Anyone familiar with IDA Pro or binwalk or examining firmwares in general?

I found some interesting articles and documents highlighting flaws in /dev/random in embedded systems, thought I'd share with you. If you are not experienced, you probably won't understand much of it (thats me) but from what I understand, embedded systems from before July 2012 (or maybe even after) may be potentially vulnerable as they don't have a sufficient amount of entropy after being plugged in. The problem with newer devices (not sure about older devices) is that upon reboot, they save the entropy pool through a reboot/power loss. This is why forcing/DOSing an AP so it reboots is not effective in clearing entropy pools. I'm not sure if the same feature exists in pre-2012 devices so it may be something worth looking into. Heck, its even something Dominique noted in his presentations.

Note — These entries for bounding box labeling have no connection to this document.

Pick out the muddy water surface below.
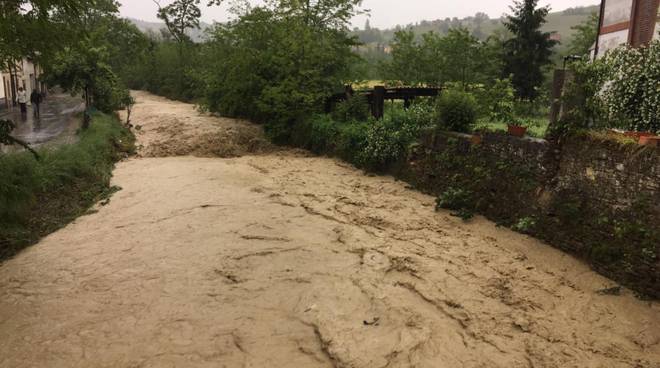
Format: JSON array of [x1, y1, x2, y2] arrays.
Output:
[[0, 93, 660, 368]]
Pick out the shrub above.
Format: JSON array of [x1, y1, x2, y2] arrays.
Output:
[[335, 122, 369, 164], [600, 40, 660, 133], [332, 96, 371, 122], [292, 115, 338, 154], [436, 91, 477, 133], [563, 40, 660, 133], [484, 78, 515, 123], [0, 114, 133, 259], [435, 188, 474, 221]]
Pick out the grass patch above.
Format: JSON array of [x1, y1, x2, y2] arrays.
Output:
[[0, 113, 134, 260]]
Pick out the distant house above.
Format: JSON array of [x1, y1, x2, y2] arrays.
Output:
[[594, 0, 660, 57], [0, 58, 46, 108]]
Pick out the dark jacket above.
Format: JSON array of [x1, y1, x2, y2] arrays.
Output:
[[30, 90, 42, 105]]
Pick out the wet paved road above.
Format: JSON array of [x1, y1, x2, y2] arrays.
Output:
[[0, 94, 84, 152]]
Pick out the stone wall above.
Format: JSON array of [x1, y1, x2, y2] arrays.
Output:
[[396, 131, 660, 298]]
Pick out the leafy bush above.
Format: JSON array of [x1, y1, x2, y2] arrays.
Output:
[[436, 90, 477, 132], [563, 40, 660, 133], [512, 217, 536, 234], [332, 96, 371, 122], [291, 115, 339, 154], [435, 188, 474, 220], [484, 78, 515, 123], [335, 122, 369, 165], [0, 114, 133, 259], [599, 40, 660, 133], [360, 104, 432, 170]]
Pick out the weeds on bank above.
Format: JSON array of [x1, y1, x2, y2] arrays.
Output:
[[0, 113, 134, 260]]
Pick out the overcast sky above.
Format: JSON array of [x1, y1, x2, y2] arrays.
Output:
[[119, 0, 600, 28]]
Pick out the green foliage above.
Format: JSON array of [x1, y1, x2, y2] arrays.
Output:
[[435, 187, 474, 221], [599, 40, 660, 133], [359, 105, 433, 170], [46, 40, 128, 113], [0, 114, 133, 259], [332, 96, 371, 122], [512, 216, 536, 234], [436, 90, 477, 133], [383, 28, 501, 88], [504, 0, 557, 100], [480, 78, 515, 123], [568, 12, 600, 56], [563, 40, 660, 133], [155, 0, 222, 42], [179, 0, 360, 142]]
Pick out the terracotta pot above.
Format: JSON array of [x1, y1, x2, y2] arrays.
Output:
[[623, 132, 655, 139], [639, 136, 660, 147], [508, 124, 527, 137]]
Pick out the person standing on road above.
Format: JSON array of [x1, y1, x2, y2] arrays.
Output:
[[30, 89, 43, 118], [16, 87, 27, 116]]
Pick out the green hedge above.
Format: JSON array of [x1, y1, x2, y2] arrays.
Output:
[[0, 113, 134, 260]]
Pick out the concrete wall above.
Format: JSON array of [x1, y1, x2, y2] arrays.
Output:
[[396, 132, 660, 298]]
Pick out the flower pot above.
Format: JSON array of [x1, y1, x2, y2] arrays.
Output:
[[639, 136, 660, 147], [508, 124, 527, 137]]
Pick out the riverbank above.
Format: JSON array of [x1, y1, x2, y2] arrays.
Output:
[[0, 114, 134, 260]]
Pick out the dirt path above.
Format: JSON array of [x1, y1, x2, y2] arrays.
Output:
[[0, 93, 660, 368]]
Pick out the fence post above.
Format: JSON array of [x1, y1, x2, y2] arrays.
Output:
[[371, 86, 385, 119]]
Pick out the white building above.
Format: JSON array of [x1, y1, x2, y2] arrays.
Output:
[[595, 0, 660, 57], [0, 58, 46, 107]]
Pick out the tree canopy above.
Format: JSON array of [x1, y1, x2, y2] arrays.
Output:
[[504, 0, 557, 100]]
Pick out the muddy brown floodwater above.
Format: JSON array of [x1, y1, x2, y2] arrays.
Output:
[[0, 92, 660, 368]]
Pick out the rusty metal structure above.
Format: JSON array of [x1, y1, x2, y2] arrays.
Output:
[[326, 86, 442, 119]]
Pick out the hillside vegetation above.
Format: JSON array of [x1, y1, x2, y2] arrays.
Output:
[[353, 5, 598, 44]]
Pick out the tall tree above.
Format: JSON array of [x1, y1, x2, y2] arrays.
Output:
[[153, 0, 222, 42], [504, 0, 558, 100], [569, 12, 600, 56]]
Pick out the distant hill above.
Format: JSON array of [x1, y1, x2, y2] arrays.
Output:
[[126, 18, 213, 42], [353, 5, 599, 44]]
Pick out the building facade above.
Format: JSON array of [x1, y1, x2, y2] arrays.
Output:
[[0, 58, 46, 108], [595, 0, 660, 57]]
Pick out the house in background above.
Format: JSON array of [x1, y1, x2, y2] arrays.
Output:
[[594, 0, 660, 58], [0, 58, 46, 108]]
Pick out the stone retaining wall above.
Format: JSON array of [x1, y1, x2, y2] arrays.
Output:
[[396, 132, 660, 298]]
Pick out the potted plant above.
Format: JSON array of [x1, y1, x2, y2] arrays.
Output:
[[507, 119, 527, 137]]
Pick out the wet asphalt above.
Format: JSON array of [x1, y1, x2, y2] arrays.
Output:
[[0, 94, 85, 152]]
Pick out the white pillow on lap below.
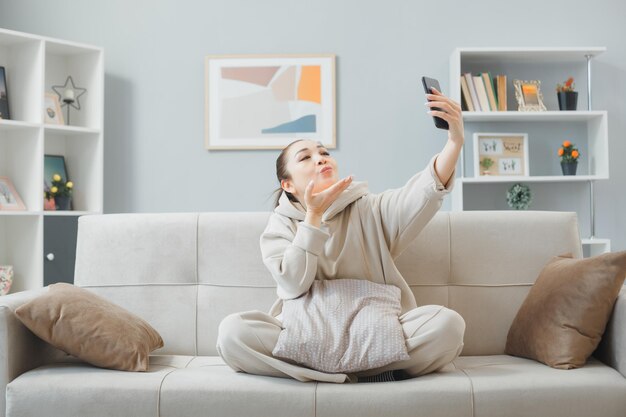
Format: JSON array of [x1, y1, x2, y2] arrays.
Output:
[[272, 279, 410, 373]]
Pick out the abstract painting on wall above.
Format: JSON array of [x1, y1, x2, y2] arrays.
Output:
[[204, 55, 336, 150]]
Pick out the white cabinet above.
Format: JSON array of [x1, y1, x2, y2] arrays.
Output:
[[450, 47, 610, 256], [0, 29, 104, 292]]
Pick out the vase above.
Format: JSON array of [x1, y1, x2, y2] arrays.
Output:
[[557, 91, 578, 110], [0, 265, 13, 295], [561, 162, 578, 175], [43, 197, 57, 210], [54, 195, 72, 210]]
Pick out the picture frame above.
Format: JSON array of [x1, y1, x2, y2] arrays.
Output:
[[43, 93, 65, 125], [513, 80, 547, 111], [473, 133, 530, 177], [204, 54, 336, 151], [0, 67, 11, 120], [0, 177, 26, 211]]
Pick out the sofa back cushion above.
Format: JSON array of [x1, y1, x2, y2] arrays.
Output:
[[74, 211, 582, 355]]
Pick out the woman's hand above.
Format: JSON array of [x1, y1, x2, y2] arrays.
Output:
[[304, 175, 352, 217], [426, 87, 465, 146]]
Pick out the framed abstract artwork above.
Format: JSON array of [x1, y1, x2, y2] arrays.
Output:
[[513, 80, 546, 111], [473, 133, 529, 177], [204, 54, 336, 150]]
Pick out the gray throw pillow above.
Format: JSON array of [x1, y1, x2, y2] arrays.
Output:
[[272, 279, 409, 373]]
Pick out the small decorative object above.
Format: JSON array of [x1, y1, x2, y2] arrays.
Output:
[[473, 133, 528, 176], [513, 80, 547, 111], [43, 189, 57, 211], [43, 93, 63, 125], [0, 177, 26, 211], [50, 174, 74, 210], [44, 155, 74, 210], [556, 77, 578, 110], [0, 265, 13, 295], [558, 140, 580, 175], [506, 183, 533, 210], [204, 54, 336, 150], [0, 67, 11, 119], [52, 75, 87, 125], [480, 156, 493, 175]]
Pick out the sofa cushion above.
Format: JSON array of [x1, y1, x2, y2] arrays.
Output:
[[505, 251, 626, 369], [6, 361, 175, 417], [6, 355, 626, 417], [272, 279, 410, 373], [15, 283, 163, 371], [451, 355, 626, 417]]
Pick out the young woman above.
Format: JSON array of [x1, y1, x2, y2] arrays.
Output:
[[216, 90, 465, 383]]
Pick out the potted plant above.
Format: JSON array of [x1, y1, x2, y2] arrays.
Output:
[[480, 157, 493, 175], [558, 140, 580, 175], [43, 185, 56, 210], [50, 174, 74, 210], [556, 77, 578, 110]]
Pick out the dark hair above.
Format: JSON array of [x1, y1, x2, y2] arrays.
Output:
[[273, 139, 304, 208]]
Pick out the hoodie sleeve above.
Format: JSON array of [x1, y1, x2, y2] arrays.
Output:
[[260, 213, 330, 300], [376, 154, 456, 259]]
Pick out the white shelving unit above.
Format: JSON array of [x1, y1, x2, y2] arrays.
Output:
[[450, 47, 611, 256], [0, 29, 104, 292]]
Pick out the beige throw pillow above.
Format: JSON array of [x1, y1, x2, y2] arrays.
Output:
[[15, 283, 163, 371], [505, 251, 626, 369], [272, 279, 410, 373]]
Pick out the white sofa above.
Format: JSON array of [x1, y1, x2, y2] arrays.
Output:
[[0, 211, 626, 417]]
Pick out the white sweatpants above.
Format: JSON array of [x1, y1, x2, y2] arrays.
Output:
[[216, 305, 465, 383]]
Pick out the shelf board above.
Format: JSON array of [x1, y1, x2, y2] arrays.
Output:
[[41, 210, 102, 216], [0, 119, 41, 131], [44, 124, 100, 135], [0, 210, 41, 216], [464, 175, 608, 184], [463, 110, 606, 122], [580, 237, 611, 245], [455, 46, 606, 62], [0, 210, 102, 216]]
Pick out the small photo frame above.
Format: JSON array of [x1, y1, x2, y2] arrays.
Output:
[[0, 67, 11, 120], [513, 80, 547, 111], [204, 54, 336, 151], [43, 93, 65, 125], [43, 154, 68, 188], [473, 133, 529, 177], [0, 177, 26, 211]]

I guess one of the maintainers of /dev/random in Linux commented on his worries about the subject here: https://news.ycombinator.com/item?id=6548893

And the whole conference is available here: https://factorable.net/weakkeys12.conference.pdf

Whats even more intriguing about this is older hardware is more susceptible to DOS/force rebooting. The research paper explains how there were a lot of duplicate security keys used in various embedded systems, including "enterprise-grade routers from Cisco; server management cards from Dell, Hewlett-Packard, and IBM; virtual-private-network (VPN) devices; building security systems; network attached storage devices; and several kinds of consumer routers and VoIP products" (quoted from conference.pdf). This is what made them question the implementation. If there are a lot of duplicate keys, then there must not have been sufficient entropy feeding the PRNGs.

t6_x has ventured into the realm of Atheros devices and found that in hostapd, the WPS protocol is stopped before sending the M3 message if there is not sufficient entropy.

As you can see, there are many barriers to break, but much possibility for older devices, or maybe even newer devices if they don't include the patch released following the research. I mean, some manufacturers had zero security so anything is possible!